Margot Lee Shetterly (born June 30, 1969) is an American nonfiction writer who has also worked in investment banking and media startups. Her first book, Hidden Figures: The American Dream and the Untold Story of the Black Women Who Helped Win the Space Race (2016), is about African-American women mathematicians working at NASA who were instrumental to the success of the United States space program. She sold the movie rights while still working on the book, and it was adapted as a feature film of the same name, Hidden Figures (2016). For several years Shetterly and her husband lived and worked in Mexico, where they founded and published Inside Mexico, a magazine directed to English-speaking readers.
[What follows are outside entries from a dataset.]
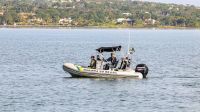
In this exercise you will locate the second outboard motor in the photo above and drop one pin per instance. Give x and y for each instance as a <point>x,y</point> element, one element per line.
<point>143,69</point>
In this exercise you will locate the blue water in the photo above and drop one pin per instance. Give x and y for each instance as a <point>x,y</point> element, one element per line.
<point>32,79</point>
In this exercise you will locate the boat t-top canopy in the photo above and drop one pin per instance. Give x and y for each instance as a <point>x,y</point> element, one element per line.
<point>109,49</point>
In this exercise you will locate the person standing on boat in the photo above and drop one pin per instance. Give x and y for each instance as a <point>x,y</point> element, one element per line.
<point>100,61</point>
<point>125,63</point>
<point>93,62</point>
<point>112,60</point>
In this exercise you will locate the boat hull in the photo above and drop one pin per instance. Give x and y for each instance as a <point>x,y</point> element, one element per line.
<point>79,71</point>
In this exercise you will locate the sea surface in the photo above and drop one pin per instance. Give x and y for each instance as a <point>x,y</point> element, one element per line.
<point>32,78</point>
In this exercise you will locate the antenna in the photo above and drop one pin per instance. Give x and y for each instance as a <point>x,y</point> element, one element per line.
<point>129,41</point>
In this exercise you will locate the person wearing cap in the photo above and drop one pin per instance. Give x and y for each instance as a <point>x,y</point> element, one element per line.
<point>93,62</point>
<point>112,59</point>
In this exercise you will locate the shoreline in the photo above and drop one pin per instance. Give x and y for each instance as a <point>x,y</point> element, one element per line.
<point>94,27</point>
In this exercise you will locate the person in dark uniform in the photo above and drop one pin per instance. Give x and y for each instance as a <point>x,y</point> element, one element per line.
<point>112,60</point>
<point>93,62</point>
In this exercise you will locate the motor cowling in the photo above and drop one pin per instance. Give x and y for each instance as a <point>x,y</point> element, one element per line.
<point>143,69</point>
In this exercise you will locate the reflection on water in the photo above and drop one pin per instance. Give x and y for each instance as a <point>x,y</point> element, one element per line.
<point>32,79</point>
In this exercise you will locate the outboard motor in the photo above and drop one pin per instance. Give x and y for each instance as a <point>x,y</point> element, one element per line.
<point>143,69</point>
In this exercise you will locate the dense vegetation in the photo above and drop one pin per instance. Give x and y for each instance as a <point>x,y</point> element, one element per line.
<point>95,13</point>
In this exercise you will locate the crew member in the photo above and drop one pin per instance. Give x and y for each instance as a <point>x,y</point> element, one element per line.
<point>93,62</point>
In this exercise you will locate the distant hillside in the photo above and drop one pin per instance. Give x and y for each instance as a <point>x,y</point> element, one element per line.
<point>108,13</point>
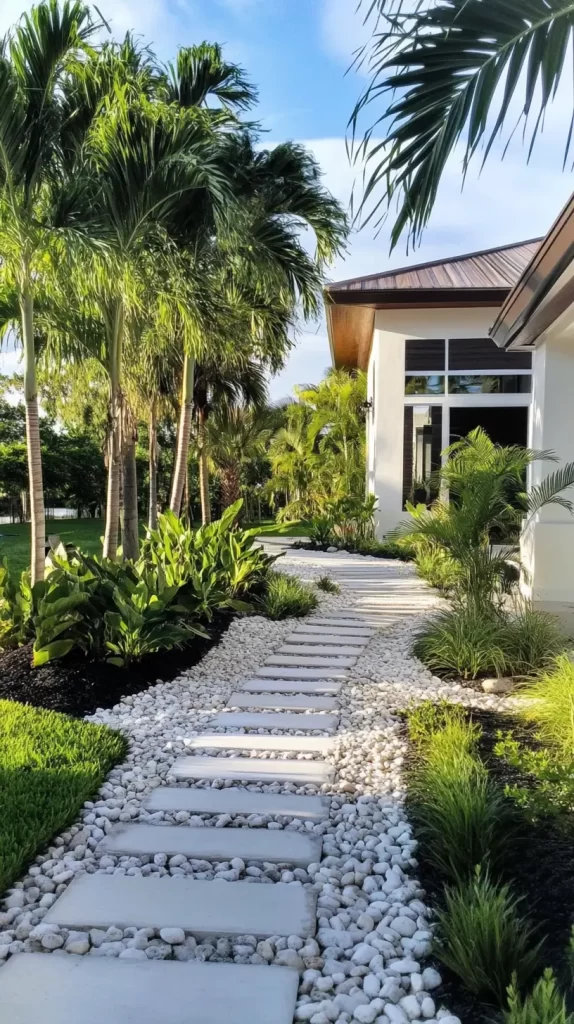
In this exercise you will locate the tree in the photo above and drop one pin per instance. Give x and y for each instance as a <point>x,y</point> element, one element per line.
<point>33,80</point>
<point>234,435</point>
<point>453,70</point>
<point>218,383</point>
<point>199,75</point>
<point>138,167</point>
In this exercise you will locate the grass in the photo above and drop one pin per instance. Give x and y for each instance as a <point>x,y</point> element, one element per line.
<point>49,765</point>
<point>287,596</point>
<point>327,585</point>
<point>544,1005</point>
<point>550,706</point>
<point>461,818</point>
<point>14,539</point>
<point>483,938</point>
<point>471,642</point>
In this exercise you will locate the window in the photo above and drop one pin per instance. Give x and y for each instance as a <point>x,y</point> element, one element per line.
<point>429,384</point>
<point>482,353</point>
<point>477,384</point>
<point>424,355</point>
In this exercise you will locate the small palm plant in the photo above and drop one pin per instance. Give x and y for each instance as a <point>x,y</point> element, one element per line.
<point>486,502</point>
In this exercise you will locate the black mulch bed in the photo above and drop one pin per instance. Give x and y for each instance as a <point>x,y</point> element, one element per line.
<point>541,871</point>
<point>77,686</point>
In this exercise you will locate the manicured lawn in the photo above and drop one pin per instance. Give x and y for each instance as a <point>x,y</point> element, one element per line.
<point>14,538</point>
<point>49,765</point>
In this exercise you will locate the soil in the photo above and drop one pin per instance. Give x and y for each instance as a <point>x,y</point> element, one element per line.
<point>77,686</point>
<point>540,871</point>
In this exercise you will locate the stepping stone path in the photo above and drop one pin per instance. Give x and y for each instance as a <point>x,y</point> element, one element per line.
<point>295,692</point>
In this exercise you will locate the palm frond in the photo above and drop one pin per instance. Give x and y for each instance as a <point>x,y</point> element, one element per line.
<point>549,491</point>
<point>451,71</point>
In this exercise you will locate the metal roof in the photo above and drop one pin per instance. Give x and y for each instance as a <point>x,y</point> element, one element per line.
<point>499,267</point>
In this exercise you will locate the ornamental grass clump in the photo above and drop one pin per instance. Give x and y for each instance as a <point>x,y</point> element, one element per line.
<point>327,585</point>
<point>544,1005</point>
<point>465,642</point>
<point>549,706</point>
<point>287,596</point>
<point>462,820</point>
<point>483,938</point>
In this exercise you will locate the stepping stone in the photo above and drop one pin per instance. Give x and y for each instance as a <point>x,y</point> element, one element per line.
<point>311,662</point>
<point>68,989</point>
<point>308,650</point>
<point>299,702</point>
<point>214,844</point>
<point>288,673</point>
<point>344,622</point>
<point>291,686</point>
<point>254,769</point>
<point>350,631</point>
<point>234,720</point>
<point>236,800</point>
<point>327,638</point>
<point>257,741</point>
<point>199,906</point>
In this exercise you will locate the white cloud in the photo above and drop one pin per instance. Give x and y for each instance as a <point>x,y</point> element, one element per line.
<point>509,202</point>
<point>343,29</point>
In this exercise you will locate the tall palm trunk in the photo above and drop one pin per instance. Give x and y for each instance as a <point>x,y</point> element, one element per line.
<point>183,433</point>
<point>152,459</point>
<point>37,513</point>
<point>230,485</point>
<point>204,468</point>
<point>130,541</point>
<point>115,438</point>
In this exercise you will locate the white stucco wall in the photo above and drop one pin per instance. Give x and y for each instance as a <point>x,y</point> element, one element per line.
<point>385,431</point>
<point>547,543</point>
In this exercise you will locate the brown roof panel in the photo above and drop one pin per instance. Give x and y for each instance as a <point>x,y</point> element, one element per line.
<point>498,267</point>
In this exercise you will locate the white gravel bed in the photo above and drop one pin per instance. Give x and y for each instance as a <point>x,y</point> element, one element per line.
<point>373,928</point>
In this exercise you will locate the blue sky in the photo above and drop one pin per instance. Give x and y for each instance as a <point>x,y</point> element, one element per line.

== Early life and education ==
Margot Lee was born on June 30 1969, in Hampton, Virginia. Her father, Robert Lee III, worked as a research scientist at NASA's Langley Research Center, and her mother, Margaret G. Lee, was an English professor at the historically black Hampton University. Lee grew up knowing many African-American families with members who worked at NASA. She attended Phoebus High School in 1987 and graduated from the University of Virginia's McIntire School of Commerce.

== Career ==
After college, she moved to New York and worked several years in investment banking, first on the Foreign Exchange trading desk at J.P. Morgan, then on Merrill Lynch's Fixed Income Capital Markets desk. She shifted to the media industry, working at a variety of startup ventures, including the HBO-funded website Volume.com.

In 2005, Shetterly and her husband moved to Mexico to found an English-language magazine called Inside Mexico. Directed to the numerous English-speaking expats in the country, it operated until 2009. From 2010 through 2013, the couple worked as content marketing and editorial consultants to the Mexican tourism industry.

Shetterly began researching and writing Hidden Figures in 2010. In 2014, she sold the film rights to the book to William Morrow, an imprint of HarperCollins, and it was optioned by Donna Gigliotti of Levantine Films. The book and feature film adaptation were both released in 2016. The film stars Taraji P. Henson, Octavia Spencer, Janelle Monáe, and Kevin Costner. It was nominated for several awards, including three Oscar nominations (Best Picture, Best Adapted Screenplay and Best Supporting Actress for Octavia Spencer).

In 2013, Shetterly founded The Human Computer Project, an organization whose mission is to archive the work of all of the women who worked as computers and mathematicians in the early days of the National Advisory Committee for Aeronautics (NACA) and the National Aeronautics and Space Administration (NASA).

In 2018, Shetterly published a children's picture book, Hidden Figures: The True Story of Four Black Women and the Space Race. The book was illustrated by Laura Freeman.

== Personal life ==
Margot Lee married Aran Shetterly, a writer and historian.

== Works ==
- Hidden Figures: The Story of the African-American Women Who Helped Win the Space Race. William Morrow/HarperCollins, 2016. ISBN 9780062363596.
- NASA-Langley Women's History Month 2014 Keynote: "Hidden Figures: The Female Mathematicians of NACA and NASA"
- Hidden Figures: The True Story of Four Black Women and the Space Race, HarperCollins, 2018. ISBN 978-0062742469. Children's picture book.

==Honors==
- Shetterly received a 2014 Book Grant from the Alfred P. Sloan Foundation for her book Hidden Figures. This first nonfiction work went on to win the Anisfield-Wolf Book Award.
- Shetterly has received two grants from the Virginia Foundation for the Humanities for her work on The Human Computer Project.
- She also won the 2017 NAACP Image Award for Outstanding Literary Work, Nonfiction.
- On May 12, 2018, Shetterly was awarded an honorary Doctor of Humane Letters degree from Worcester Polytechnic Institute at its 150th Commencement exercises.